3. Apoyo nutricional
Para reducir la aparición de quilotórax en niños con quilotórax espontáneo, se debe evitar estrictamente el agua. La pérdida de grandes cantidades de líquido quiloso rico en nutrientes puede conducir directamente a la desnutrición, por lo que la hipernutrición intravenosa debe realizarse simultáneamente. Todos los pacientes recibieron nutrición intravenosa periférica y el uso de agujas intravenosas permanentes menos irritantes puede reducir eficazmente complicaciones como la flebitis. Durante la infusión, se debe realizar una estrecha observación para detectar extravasación de líquidos, flebitis, etc. y no pinchar el mismo vaso sanguíneo repetidamente en un corto período de tiempo. La preparación de solución intravenosa rica en nutrientes debe ser estrictamente estéril y no debe almacenarse por mucho tiempo. Generalmente, se debe infundir a un ritmo constante dentro de 16 a 20 horas.
Controlar la infección
Ambos niños son bebés menores de 2 meses, tienen una resistencia débil y se complican con infecciones pulmonares. Después del ingreso, les inyectaron antibióticos altamente eficaces según lo recomendado por el médico. La inhalación diaria de aerosol promueve la expectoración. Mantenga limpio el ambiente de la sala, ventile regularmente, utilice desinfección ultravioleta, controle a los visitantes y reduzca las infecciones cruzadas.

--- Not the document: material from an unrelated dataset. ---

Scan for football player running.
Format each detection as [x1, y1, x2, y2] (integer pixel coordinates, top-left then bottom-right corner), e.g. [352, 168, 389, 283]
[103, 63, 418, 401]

5. Educación para la salud
Cuando un niño es hospitalizado, los padres sienten dolor y ansiedad. Las enfermeras deben comprender cómo se sienten los padres.
La enfermedad tiene un curso largo y un costo elevado. Si el tratamiento conservador falla, es posible que se necesite cirugía. Los padres están bajo una gran presión psicológica y es importante brindar apoyo psicológico a sus familias. La hipernutrición intravenosa requiere un ayuno estricto de agua y los niños no pueden comer por vía oral. Los padres suelen ser escépticos y temen que sus hijos sufran dolor. Por lo tanto, las enfermeras deben hacer un buen trabajo en la educación del conocimiento y explicar la importancia del ayuno estricto y del ayuno de agua.